Cricket Museums are a pretty rare thing around the world. Outside of England and Australia, just a handful are scattered around the globe. And then there’s us, tucked away underneath the, aptly named, Museum Stand at the Basin Reserve – Wellington’s iconic ground that we’ve called home since 1987. In that time, thousands of cricket fans, book lovers, researchers, historians, sports’ followers and people who desperately needed a toilet have filed through our doors.


 

The brainchild of international umpire, Stan Cowman, the New Zealand Cricket Museum grew out of a small display put out during a rain break in the February 1986 New Zealand/Australia Test. Stan’s small display was well-received by fans but it really took the attention of John Oakley, who determined that a national cricket museum should be established in the Basin’s former tea rooms which had been vacated with the opening of the RA Vance stand earlier in the decade. With the support of Sir Ron Brierley, Darryn Hannah, Don Neely and countless other cricket enthusiasts, the National Cricket Museum was officially opened by Governor-General Sir Paul Reeves on November 29 1987.

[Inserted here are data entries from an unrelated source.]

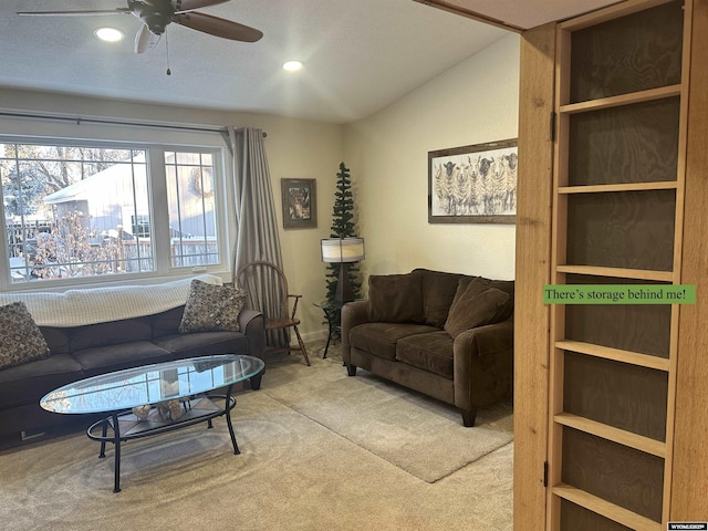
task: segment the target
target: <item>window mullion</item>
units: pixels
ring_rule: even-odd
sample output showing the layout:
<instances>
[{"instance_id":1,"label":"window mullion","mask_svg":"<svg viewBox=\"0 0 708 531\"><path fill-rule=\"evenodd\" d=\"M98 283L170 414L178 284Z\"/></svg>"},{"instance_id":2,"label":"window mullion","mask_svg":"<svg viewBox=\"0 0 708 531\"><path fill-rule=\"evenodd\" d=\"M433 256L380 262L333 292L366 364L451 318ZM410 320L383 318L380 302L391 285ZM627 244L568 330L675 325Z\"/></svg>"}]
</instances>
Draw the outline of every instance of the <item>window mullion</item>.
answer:
<instances>
[{"instance_id":1,"label":"window mullion","mask_svg":"<svg viewBox=\"0 0 708 531\"><path fill-rule=\"evenodd\" d=\"M148 173L150 190L150 220L153 229L153 252L155 269L158 274L166 274L170 269L170 230L169 207L167 200L167 175L165 171L165 149L148 149Z\"/></svg>"}]
</instances>

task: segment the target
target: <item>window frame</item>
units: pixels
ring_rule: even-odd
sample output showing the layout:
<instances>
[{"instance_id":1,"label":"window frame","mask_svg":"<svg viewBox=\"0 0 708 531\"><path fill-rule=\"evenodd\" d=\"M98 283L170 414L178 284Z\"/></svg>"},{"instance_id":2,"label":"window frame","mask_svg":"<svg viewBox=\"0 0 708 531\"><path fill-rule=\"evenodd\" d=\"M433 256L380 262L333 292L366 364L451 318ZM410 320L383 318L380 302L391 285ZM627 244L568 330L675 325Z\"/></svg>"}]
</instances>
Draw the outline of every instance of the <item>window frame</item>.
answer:
<instances>
[{"instance_id":1,"label":"window frame","mask_svg":"<svg viewBox=\"0 0 708 531\"><path fill-rule=\"evenodd\" d=\"M171 133L171 132L167 132ZM106 135L111 136L111 135ZM138 135L139 136L139 135ZM166 136L184 136L169 135ZM179 138L179 142L125 142L111 138L84 139L73 136L35 136L35 135L7 135L0 132L0 143L2 144L25 144L25 145L56 145L88 148L112 148L112 149L139 149L146 154L147 188L149 204L149 220L153 229L154 271L131 272L119 274L102 274L94 277L79 277L64 279L45 279L41 281L17 282L11 281L7 266L8 257L8 233L4 226L4 201L0 201L0 215L2 215L2 230L0 231L0 263L3 264L3 272L0 274L0 291L63 291L64 289L76 287L91 287L94 284L126 284L142 283L144 281L155 281L165 278L171 280L194 275L195 273L217 274L225 281L231 278L230 256L231 242L230 233L232 223L227 217L227 204L230 201L230 190L227 186L227 175L232 173L229 157L226 155L223 142L220 145L215 142L204 142L198 138L201 135L187 135L190 138ZM214 135L211 135L214 136ZM190 142L191 140L191 142ZM199 140L199 142L194 142ZM202 264L197 267L173 267L170 257L170 229L169 229L169 205L167 196L165 153L209 153L214 168L214 202L217 235L217 249L219 262L214 264ZM0 197L1 197L0 189Z\"/></svg>"}]
</instances>

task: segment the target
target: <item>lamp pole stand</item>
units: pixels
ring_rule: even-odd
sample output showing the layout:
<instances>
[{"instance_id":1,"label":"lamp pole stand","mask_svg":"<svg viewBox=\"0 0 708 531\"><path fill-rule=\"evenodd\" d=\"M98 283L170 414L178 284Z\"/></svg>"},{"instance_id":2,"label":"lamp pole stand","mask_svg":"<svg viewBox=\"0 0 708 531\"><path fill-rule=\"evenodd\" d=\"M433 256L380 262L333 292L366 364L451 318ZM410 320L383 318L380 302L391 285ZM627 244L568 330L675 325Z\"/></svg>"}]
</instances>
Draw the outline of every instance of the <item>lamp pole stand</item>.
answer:
<instances>
[{"instance_id":1,"label":"lamp pole stand","mask_svg":"<svg viewBox=\"0 0 708 531\"><path fill-rule=\"evenodd\" d=\"M354 291L352 290L352 283L350 282L348 263L340 262L340 278L336 282L336 292L334 294L334 302L337 306L343 306L346 302L354 300Z\"/></svg>"}]
</instances>

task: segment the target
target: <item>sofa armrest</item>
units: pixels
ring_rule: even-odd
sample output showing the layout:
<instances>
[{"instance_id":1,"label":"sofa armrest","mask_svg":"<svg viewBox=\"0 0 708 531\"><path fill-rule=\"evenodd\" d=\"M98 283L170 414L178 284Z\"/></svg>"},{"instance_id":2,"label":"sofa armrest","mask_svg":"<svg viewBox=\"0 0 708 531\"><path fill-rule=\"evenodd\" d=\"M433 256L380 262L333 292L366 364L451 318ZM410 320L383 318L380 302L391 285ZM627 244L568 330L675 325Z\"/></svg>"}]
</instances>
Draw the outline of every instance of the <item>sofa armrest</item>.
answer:
<instances>
[{"instance_id":1,"label":"sofa armrest","mask_svg":"<svg viewBox=\"0 0 708 531\"><path fill-rule=\"evenodd\" d=\"M239 314L239 327L248 337L248 353L263 358L266 350L266 317L261 312L244 308Z\"/></svg>"},{"instance_id":2,"label":"sofa armrest","mask_svg":"<svg viewBox=\"0 0 708 531\"><path fill-rule=\"evenodd\" d=\"M462 409L510 398L513 320L470 329L455 339L455 405Z\"/></svg>"},{"instance_id":3,"label":"sofa armrest","mask_svg":"<svg viewBox=\"0 0 708 531\"><path fill-rule=\"evenodd\" d=\"M347 302L342 306L342 360L348 364L352 360L350 353L350 331L362 323L368 322L368 301Z\"/></svg>"}]
</instances>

Since then our collection has continued to grow and our exhibits have been ever-changing. From holding the world’s third oldest cricket bat and Clarrie Grimmet’s Australian blazer, to Dennis Lillee’s aluminium bat and a kirikiti bat, the collection tells stories that appeal to cricket fans from all over the world. But it’s our New Zealand collection which is, naturally, our strength and it allows us to tell the kind of stories we feature every day on our blog, Twitter, Facebook and in the gallery.

From Cricket World Cups to trans-Tasman match-ups, the return of ODIs to the return of the WHITE FERNS, we’re a constant at the Basin Reserve and a part of every summer. Features on players, moments and stats will continue online, while our gallery will feature a stack of new exhibits for anyone who loves a good story – cricket fan or not.